A variety of flavors of American white nationalism are on the rise. The Republican President has waffled about how evil Nazis are, often comparing them to the people protesting them. The racism-apologist frame is that this is a free-speech fight. That people giving Hitler's sieg heil salute and Americans who oppose them, if they get into a brawl, are equally at fault.
One of the Moral Foundations of conservative thought, or perhaps simply a problem for all people, is a tendency to define ourselves as members of an in-group and dismiss the out-group. This is particularly problematic when the same groups are re-enforced over and over: when we decide we are liberals and conservatives, rather than Americans, people, neighbors and a host of other possibilities (not all of which imply opposed groups or outsiders). It's hard to say "no" to in-groups: if we keep repeating that Americans are thinking of themselves as liberals and conservatives and shouldn't, it probably reinforces the thought pattern as much as it breaks down. A more effective technique is to ignore liberal and conservative groupings, and create new ones. These could be inside the liberal and conservative fences: radicals, liberals, liberatarians and conservatives; pro-Choice, pro-Life and pro-Birth. But even more effective is when you create new groups that people will feel loyal to, that cross the liberal-conservative divide.

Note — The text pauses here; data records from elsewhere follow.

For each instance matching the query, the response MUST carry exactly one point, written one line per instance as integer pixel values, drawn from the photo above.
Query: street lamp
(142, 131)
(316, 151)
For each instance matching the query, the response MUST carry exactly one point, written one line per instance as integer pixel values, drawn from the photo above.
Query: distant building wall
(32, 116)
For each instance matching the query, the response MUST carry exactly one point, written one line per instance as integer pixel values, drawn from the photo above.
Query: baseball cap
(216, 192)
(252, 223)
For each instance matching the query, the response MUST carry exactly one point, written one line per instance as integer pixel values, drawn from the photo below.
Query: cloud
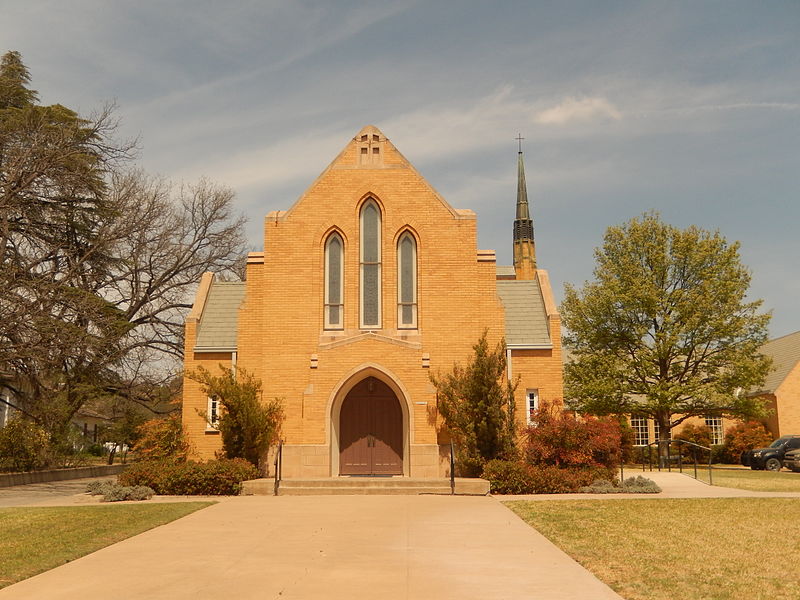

A big failure, but that we might get right next time, is the way that both Occupy and the Tea Party were against bank subsidies and crony capitalism. The framing for both movements focused on their liberal and conservative status, which was correct but counterproductive. They were seen, they were framed, as subsets of liberal and conservative movements, instead of being framed as two allied wings of the group of people who absolutely had had enough of government subsidizing the rich.